In a leadership campaign tweet reinforced by Corbyn Tweet the Guardian is reporting that
A Labour government run by Jeremy Corbyn would borrow £15bn a year to build houses across the country – half of them council homes – as part of a £500bn programme of public investment, new policy papers have revealed.
It would aim to build one million homes during a five-year parliament
Whilst welcoming expansion of social housing and council house building what evidence is there that councils and housing associations have a landbank of ‘shovel ready’ sites with planning permission to hit this?
Councils have sold off most easily developable land and most projects by even the most progressive council involve intensification of existing land such as council estates – which take time. Faced with difficult financials and cuts in funding housing associations have run down their land banks.
The fact is such targets could only be hit through private land and their is a huge risk of a public spending induced land price bubble blown up by slow progress on local plans.
This policy is introducing a 1950s level of social housing spending to a teenies level of public sector landbanks, a recipe for disaster.

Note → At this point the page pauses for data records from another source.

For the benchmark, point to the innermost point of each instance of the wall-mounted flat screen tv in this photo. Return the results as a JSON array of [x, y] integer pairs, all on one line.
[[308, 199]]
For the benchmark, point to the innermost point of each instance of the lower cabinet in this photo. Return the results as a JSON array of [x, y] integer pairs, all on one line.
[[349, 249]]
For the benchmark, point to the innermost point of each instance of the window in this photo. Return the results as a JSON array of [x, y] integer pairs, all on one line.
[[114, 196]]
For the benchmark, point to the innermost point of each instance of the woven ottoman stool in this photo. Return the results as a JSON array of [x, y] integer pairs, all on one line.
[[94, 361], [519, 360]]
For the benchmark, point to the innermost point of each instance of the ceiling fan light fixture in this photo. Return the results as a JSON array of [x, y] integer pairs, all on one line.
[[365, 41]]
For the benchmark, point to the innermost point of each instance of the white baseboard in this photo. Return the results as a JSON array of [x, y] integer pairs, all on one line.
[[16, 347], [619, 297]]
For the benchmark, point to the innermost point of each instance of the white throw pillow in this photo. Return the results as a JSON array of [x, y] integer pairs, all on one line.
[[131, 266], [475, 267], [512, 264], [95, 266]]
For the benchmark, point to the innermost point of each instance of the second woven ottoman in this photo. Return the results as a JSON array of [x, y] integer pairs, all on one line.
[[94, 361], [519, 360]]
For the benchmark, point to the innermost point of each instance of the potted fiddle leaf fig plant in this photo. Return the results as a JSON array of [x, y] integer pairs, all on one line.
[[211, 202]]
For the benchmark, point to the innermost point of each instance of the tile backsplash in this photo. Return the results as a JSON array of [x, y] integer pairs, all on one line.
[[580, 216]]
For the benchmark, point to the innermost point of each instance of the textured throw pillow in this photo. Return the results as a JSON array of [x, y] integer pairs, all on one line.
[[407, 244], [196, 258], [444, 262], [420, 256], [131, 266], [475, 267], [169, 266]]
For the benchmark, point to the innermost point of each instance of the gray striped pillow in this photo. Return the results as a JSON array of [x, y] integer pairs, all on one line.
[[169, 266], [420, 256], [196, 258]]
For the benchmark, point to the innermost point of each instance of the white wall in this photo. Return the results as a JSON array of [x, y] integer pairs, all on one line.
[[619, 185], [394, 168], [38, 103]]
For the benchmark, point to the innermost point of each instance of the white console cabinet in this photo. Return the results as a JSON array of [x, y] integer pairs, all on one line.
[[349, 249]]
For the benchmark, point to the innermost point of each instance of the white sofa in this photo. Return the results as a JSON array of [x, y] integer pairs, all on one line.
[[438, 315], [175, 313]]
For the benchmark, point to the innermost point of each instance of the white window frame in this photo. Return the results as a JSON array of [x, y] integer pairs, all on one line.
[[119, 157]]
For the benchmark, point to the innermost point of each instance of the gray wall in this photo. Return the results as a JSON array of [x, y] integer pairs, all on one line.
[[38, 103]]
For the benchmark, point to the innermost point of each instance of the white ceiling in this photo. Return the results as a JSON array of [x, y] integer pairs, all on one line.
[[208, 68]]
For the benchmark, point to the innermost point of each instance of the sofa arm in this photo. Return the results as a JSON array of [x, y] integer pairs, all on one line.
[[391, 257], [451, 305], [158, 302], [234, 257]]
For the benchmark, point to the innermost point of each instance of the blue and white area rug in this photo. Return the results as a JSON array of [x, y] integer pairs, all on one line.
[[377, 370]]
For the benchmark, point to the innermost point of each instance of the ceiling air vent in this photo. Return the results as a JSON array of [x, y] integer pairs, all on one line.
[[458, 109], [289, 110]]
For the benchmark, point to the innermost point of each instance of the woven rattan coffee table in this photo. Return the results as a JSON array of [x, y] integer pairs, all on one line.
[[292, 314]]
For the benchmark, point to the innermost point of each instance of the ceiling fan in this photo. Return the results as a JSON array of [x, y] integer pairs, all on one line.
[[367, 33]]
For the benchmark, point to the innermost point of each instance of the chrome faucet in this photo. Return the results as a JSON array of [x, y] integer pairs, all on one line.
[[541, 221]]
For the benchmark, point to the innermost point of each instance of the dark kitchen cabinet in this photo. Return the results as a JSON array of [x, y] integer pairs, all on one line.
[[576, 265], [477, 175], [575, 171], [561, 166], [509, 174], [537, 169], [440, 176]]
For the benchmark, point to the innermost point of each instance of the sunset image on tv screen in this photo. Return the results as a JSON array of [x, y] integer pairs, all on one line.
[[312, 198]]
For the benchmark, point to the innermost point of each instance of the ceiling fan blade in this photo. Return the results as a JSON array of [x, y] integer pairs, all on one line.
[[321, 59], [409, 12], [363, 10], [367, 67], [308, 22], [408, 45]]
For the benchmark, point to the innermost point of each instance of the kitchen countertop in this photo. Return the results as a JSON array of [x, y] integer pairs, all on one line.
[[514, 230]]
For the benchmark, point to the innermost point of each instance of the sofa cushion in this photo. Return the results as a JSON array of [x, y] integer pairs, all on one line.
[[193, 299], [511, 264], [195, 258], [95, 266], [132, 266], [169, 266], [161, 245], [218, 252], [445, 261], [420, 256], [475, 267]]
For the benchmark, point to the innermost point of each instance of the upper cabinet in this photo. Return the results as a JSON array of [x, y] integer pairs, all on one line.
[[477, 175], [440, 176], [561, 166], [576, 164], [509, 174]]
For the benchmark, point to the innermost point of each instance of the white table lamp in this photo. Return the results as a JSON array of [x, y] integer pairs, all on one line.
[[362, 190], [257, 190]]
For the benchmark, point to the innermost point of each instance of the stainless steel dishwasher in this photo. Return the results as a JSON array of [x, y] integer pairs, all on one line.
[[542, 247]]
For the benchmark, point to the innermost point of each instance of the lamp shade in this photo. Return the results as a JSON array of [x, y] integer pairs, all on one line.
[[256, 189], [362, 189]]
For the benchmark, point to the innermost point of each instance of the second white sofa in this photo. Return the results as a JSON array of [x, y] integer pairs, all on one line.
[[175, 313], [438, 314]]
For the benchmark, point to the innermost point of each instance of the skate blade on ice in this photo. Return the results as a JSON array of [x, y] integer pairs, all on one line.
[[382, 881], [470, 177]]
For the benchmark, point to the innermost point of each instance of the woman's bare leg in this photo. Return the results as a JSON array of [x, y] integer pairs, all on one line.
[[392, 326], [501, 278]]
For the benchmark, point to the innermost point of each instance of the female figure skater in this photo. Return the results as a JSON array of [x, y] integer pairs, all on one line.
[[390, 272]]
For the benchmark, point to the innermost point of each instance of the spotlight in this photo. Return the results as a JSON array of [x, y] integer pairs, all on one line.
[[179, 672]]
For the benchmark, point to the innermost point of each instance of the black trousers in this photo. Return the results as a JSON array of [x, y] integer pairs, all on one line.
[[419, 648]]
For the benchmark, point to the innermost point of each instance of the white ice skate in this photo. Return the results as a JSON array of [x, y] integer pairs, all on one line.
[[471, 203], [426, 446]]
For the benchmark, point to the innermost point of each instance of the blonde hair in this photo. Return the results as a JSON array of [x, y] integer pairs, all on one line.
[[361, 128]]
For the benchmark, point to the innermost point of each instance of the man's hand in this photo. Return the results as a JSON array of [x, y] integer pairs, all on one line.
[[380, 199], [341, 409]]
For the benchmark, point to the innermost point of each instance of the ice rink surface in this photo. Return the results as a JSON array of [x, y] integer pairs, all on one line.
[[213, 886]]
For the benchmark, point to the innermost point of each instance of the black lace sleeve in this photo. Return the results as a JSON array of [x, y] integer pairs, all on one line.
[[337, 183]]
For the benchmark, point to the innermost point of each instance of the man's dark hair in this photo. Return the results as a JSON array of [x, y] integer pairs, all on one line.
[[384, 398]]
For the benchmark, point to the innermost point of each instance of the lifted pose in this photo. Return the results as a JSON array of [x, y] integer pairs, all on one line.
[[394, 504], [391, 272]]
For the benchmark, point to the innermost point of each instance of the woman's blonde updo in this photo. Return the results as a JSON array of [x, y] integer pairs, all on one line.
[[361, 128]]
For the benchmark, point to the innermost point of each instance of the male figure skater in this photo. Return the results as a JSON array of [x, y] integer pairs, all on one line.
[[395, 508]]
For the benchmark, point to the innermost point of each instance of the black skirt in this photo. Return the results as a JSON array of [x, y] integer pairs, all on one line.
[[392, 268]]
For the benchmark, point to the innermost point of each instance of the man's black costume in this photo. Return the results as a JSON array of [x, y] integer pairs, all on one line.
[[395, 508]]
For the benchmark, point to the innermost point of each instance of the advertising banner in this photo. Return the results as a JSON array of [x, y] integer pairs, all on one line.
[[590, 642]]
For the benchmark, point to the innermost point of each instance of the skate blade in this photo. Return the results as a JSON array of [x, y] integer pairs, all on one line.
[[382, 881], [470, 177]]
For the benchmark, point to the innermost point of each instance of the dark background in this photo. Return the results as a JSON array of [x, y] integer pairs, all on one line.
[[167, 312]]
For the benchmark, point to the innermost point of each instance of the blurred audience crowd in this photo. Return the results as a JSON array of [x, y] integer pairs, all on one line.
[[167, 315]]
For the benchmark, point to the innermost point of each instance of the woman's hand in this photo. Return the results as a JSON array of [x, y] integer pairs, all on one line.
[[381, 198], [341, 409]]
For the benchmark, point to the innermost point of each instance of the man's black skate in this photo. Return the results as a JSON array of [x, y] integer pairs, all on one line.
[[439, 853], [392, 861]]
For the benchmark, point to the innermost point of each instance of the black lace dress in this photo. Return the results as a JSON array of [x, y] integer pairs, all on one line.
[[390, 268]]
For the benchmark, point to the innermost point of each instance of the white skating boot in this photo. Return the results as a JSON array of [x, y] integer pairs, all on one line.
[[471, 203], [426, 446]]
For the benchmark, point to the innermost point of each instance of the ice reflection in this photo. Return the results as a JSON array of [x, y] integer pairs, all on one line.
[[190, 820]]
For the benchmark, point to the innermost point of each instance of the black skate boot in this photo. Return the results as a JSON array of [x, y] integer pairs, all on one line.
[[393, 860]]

The sad fact for those on the momentum left is this policy is unimplementable. It could only stand a chance of success with some form of public sector partnership with existing landowners where profits are shared and where partnership is forced by some form of land tax. There would also need to be dedicated development corporation like delivery bodies to build new sites – that kind of policy can bring back housebuildings to historic post ware levels but would take at least 4-5 years to gear up – especially with the almost total absence of serious masterplanning for large new communities whether inner urban or Garden City.